A Lei Geral de Proteção de Dados (LGPD) já está em vigor, e seu objetivo é proteger dados sensíveis dos clientes, definidos quais são pela própria lei. Um dos principais pontos é obter o consentimento do cliente para continuar utilizando os dados e as informações que as empresas já possuem sobre ele, e isso vale também para farmácias e drogarias.
Mas atenção! Utilizar esses dados e essas informações sem antes coletar o consentimento desse cliente pode ser um risco para a farmácia, inclusive de ser multada, como já aconteceu no varejo farmacêutico.
“Se a empresa utilizar os dados indevidamente, sem o consentimento do consumidor, ela poderá ser autuada com multa de 2% sobre o faturamento, até o limite de R$ 50 milhões. Na drogaria, sem dúvida, existe muita informação que muitas pessoas não querem que sejam propagadas, uma vez que são pessoais”, observa Marcelo Cristiano, especialista em Fidelização e fundador e CEO da Marka Fidelização.

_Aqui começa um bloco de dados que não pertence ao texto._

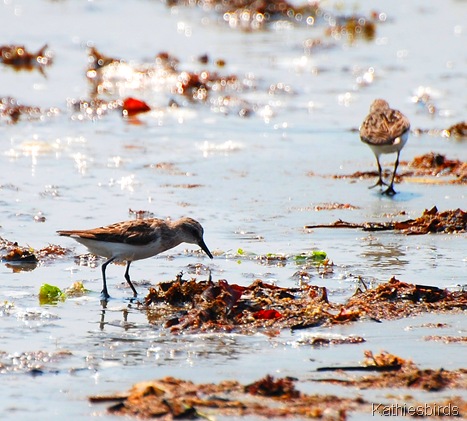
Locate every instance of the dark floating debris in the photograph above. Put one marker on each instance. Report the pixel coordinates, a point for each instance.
(190, 306)
(171, 398)
(458, 130)
(404, 374)
(431, 168)
(431, 221)
(18, 57)
(12, 111)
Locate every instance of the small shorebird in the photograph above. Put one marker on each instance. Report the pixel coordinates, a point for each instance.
(137, 239)
(385, 130)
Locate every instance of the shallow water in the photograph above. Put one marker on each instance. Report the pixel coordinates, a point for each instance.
(254, 191)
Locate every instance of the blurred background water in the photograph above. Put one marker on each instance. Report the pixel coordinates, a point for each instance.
(253, 182)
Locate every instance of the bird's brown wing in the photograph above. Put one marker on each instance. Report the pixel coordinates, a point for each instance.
(383, 128)
(138, 232)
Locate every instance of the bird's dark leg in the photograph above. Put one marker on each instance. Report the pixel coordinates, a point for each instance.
(127, 277)
(104, 292)
(390, 190)
(380, 181)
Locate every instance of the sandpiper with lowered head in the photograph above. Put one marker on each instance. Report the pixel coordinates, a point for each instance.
(385, 130)
(137, 239)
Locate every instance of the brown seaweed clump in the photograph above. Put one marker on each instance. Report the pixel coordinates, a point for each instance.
(431, 221)
(26, 258)
(435, 164)
(192, 306)
(18, 57)
(404, 374)
(171, 398)
(458, 130)
(12, 111)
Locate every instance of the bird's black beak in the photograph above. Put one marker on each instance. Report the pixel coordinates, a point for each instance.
(203, 245)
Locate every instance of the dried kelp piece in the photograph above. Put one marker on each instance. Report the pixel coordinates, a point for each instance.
(93, 109)
(458, 130)
(431, 168)
(20, 58)
(435, 164)
(26, 258)
(353, 27)
(405, 300)
(446, 339)
(268, 386)
(173, 398)
(431, 221)
(12, 111)
(219, 306)
(404, 374)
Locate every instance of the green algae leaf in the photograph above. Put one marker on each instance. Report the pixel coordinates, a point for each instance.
(76, 290)
(50, 294)
(316, 257)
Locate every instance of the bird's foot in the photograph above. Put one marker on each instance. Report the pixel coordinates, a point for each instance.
(105, 295)
(389, 191)
(379, 183)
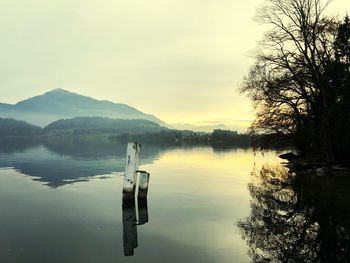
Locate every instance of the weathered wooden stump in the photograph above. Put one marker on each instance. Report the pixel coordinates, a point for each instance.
(143, 184)
(131, 166)
(129, 229)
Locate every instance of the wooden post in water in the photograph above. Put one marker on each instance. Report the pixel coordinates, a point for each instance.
(130, 176)
(143, 184)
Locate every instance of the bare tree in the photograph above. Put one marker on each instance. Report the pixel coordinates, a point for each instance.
(293, 83)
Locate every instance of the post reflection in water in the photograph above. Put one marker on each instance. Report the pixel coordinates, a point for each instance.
(130, 222)
(297, 217)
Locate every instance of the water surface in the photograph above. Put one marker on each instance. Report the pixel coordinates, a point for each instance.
(63, 204)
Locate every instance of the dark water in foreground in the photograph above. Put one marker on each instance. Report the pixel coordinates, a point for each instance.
(63, 204)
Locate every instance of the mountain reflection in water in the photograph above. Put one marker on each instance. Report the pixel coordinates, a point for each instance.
(297, 217)
(58, 164)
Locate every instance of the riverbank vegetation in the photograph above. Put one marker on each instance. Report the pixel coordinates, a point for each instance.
(300, 81)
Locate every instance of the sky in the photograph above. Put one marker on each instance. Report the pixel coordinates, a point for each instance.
(181, 60)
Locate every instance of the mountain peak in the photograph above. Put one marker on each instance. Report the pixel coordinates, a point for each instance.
(58, 90)
(62, 104)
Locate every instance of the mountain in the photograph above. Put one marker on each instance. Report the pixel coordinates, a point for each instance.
(81, 125)
(61, 104)
(10, 127)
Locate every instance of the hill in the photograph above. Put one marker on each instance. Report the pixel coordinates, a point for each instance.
(61, 104)
(82, 125)
(14, 128)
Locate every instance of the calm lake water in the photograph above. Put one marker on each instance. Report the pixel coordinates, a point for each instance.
(62, 203)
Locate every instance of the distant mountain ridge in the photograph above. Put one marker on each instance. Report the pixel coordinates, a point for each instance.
(61, 104)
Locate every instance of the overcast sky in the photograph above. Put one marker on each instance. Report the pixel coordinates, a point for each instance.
(182, 60)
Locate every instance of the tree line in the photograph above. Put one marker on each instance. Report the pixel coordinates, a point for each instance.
(300, 81)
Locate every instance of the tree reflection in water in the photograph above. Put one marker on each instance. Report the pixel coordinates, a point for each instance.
(297, 217)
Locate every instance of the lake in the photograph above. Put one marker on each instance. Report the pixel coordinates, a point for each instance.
(63, 203)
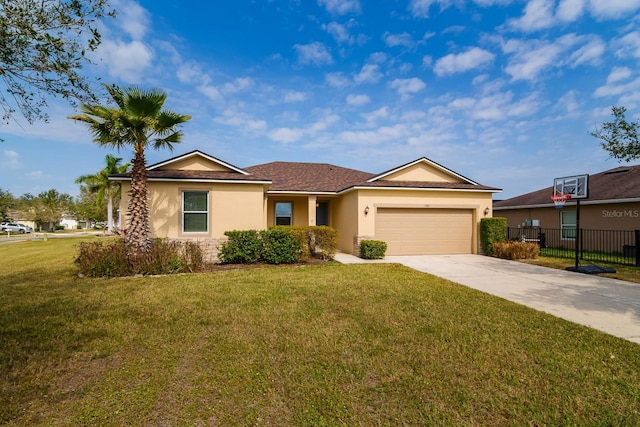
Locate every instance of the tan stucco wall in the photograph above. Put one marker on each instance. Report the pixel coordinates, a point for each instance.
(345, 217)
(231, 207)
(421, 172)
(477, 202)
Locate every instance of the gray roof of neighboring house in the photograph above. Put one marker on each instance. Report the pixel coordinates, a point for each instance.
(617, 184)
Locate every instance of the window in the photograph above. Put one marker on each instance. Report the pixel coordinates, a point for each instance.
(195, 211)
(284, 213)
(568, 224)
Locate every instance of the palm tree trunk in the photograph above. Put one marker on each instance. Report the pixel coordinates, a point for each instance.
(137, 236)
(110, 214)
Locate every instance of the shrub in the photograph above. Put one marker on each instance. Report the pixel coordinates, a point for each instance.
(516, 250)
(109, 259)
(302, 235)
(104, 259)
(492, 230)
(373, 249)
(243, 247)
(280, 246)
(323, 241)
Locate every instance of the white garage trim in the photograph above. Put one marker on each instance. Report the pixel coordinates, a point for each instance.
(425, 231)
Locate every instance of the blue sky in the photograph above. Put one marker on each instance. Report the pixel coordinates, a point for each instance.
(503, 92)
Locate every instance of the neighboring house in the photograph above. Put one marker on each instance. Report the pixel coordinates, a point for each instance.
(417, 208)
(612, 203)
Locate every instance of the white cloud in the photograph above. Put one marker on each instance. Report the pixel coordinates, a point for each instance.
(286, 135)
(538, 14)
(324, 123)
(192, 73)
(341, 7)
(542, 14)
(210, 92)
(627, 46)
(618, 83)
(338, 32)
(589, 53)
(402, 39)
(496, 107)
(406, 87)
(377, 58)
(530, 58)
(337, 80)
(618, 73)
(132, 18)
(370, 73)
(377, 115)
(125, 61)
(420, 8)
(293, 96)
(238, 85)
(469, 60)
(313, 53)
(570, 10)
(358, 100)
(603, 9)
(242, 121)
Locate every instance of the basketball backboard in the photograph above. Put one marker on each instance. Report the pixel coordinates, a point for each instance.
(576, 186)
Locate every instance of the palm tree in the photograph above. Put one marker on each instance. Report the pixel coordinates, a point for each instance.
(138, 120)
(100, 185)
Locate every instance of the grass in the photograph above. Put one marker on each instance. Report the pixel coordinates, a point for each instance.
(318, 345)
(623, 272)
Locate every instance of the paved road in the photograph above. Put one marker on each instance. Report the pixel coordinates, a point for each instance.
(609, 305)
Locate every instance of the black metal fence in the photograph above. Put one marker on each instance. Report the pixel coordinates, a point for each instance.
(613, 246)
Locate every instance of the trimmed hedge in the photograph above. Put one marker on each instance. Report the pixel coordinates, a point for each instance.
(110, 258)
(492, 230)
(516, 250)
(372, 249)
(278, 245)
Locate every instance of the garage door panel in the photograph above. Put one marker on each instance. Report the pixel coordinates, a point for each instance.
(425, 231)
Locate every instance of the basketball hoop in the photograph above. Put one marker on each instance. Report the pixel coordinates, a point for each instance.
(560, 199)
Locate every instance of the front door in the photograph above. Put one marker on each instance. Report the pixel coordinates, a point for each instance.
(322, 213)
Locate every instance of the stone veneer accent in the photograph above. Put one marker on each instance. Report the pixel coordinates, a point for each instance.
(356, 243)
(209, 247)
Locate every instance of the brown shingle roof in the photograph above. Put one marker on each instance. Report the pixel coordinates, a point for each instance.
(309, 177)
(428, 184)
(171, 174)
(618, 183)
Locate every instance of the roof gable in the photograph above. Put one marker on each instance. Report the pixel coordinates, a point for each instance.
(422, 170)
(196, 161)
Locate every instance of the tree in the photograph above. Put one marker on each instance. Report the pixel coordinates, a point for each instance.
(7, 202)
(138, 120)
(103, 188)
(43, 46)
(50, 206)
(620, 137)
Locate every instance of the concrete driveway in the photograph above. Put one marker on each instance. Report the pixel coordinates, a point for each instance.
(609, 305)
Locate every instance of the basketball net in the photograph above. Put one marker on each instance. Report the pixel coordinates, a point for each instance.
(560, 199)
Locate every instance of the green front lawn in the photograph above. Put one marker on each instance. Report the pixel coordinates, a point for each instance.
(317, 345)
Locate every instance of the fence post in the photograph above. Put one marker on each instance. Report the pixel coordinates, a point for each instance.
(637, 235)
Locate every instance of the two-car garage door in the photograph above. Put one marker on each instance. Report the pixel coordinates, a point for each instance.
(425, 231)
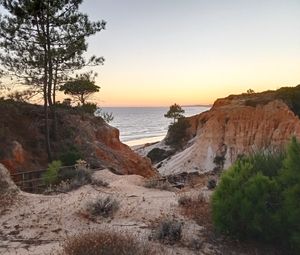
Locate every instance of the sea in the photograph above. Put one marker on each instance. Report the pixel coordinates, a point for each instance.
(140, 125)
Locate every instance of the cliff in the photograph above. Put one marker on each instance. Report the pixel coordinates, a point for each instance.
(235, 126)
(22, 144)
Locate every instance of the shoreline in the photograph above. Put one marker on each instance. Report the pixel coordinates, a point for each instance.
(134, 144)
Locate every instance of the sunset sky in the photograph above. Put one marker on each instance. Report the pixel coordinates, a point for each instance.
(193, 51)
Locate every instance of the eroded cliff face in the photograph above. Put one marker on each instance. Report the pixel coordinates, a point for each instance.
(22, 144)
(232, 128)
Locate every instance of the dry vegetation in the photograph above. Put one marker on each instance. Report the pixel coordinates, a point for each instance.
(156, 183)
(103, 206)
(107, 243)
(196, 209)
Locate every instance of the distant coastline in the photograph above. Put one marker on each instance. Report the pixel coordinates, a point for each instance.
(197, 105)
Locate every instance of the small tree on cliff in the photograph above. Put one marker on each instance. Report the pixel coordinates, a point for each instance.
(43, 42)
(175, 112)
(80, 89)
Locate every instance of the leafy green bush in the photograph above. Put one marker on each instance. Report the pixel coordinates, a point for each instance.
(258, 198)
(70, 157)
(88, 108)
(289, 179)
(50, 177)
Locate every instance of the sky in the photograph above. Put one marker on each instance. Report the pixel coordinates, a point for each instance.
(159, 52)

Farmácia pode ser denunciada se enviar mensagem sem consentimento
Muitas empresas e drogarias já possuem os dados de seus clientes uma vez que precisaram recolhê-los em algum momento para, por exemplo, colocar o consumidor em programas de fidelidade. Portanto, essas informações estão no banco de dados da farmácia.
De acordo com Marcelo, o principal risco está em enviar informações e promoções para o cliente por e-mail, SMS, correio ou aplicativos de mensagens, como WhatsApp ou Telegram, sem antes ter coletado o consentimento dele.
“Alguns proprietários de drogarias podem pensar: ‘Imagina se meu cliente vai fazer uma denúncia contra mim! A maior parte deles é meu amigo’. Sem dúvida, na maioria das vezes, os clientes são amigos sim, mas o risco existe. E basta uma pessoa para fazer uma denúncia e prejudicar a farmácia”, alerta Marcelo.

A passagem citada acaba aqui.